RS VentureDescribed by RS Sailboats, of England, as “the perfect choice for the family,” the Venture is an interesting take on the big dinghy (consider the Flying Scot, or the Highlander on p. 32). At 16 feet and 437 pounds, it’s no featherweight, but what’s most impressive is its passenger capacity range: one to six. Primarily designed as a trainer and recreational dinghy, it has good performance traits in the hull and rig. Rather than rotomolding, which is hard to do well with a boat of this size and complexity, RS went for fiberglass for stiffness. There’s also a simple spreader-less rig, and the whole package retails for $14,000.

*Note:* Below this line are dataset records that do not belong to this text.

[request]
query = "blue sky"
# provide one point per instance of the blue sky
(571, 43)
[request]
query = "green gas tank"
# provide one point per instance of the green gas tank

SeaRail 19 - The proliferation of small multihulls continues with this Vietnamese-built 19-footer designed by multihull aficionado Nigel Irens. Its creator, Phil Medley, worked for Corsair for two decades before breaking off on his own and creating what he says is a more affordable trimaran experience. To that end, he’s focused on a simple folding mechanism, relatively inexpensive materials (vinlyester), and a stock Formula 18 catamaran rig. It’s designed primarily as a singlehander, but can accommodate two adults, at a retail price of $28,000.
Sparkman & Stephens 30 - Great designs never die, and even better designs somehow find their way back into production. Such is the case of the Sparkman & Stephens 30, which has an intriguing twist. According to the builder, Bluenose Yachts, the S&S 30 is a production adaptation of Babe, a successful offshore racing design of Olin Stephens in the 1930s. In the years before his passing, Stephens was revisiting the design, said to be his all-time favorite, with intentions of producing a custom wooden one-off. Bluenose, however, is seeing it through with less expensive fiberglass construction and several cost-saving measures. The original design may be nearly 80 years old, but with modern adaptations, Stephens’ legacy will be properly served in this daysailer and club racer, available for $169,000.
X-Yachts Xp 38 - The XP38 is hailed by its Dutch builder X-Yachts as the “ultimate dual-purpose yacht.” With a high ballast-to-weight ratio and high stability, the boat is meant to be stiff, fast, and easy to sail. X-Yachts has a long-standing reputation of producing great performers in this size range, creating boats that do well under various handicapping systems. (The XP38 has a preliminary IRC rating of 1.075.) The sharp-looking design, with a low-profile cabin top, a three-cabin layout, fractional aluminum rig, and a sprit to flay an asymmetric, goes for $365,000.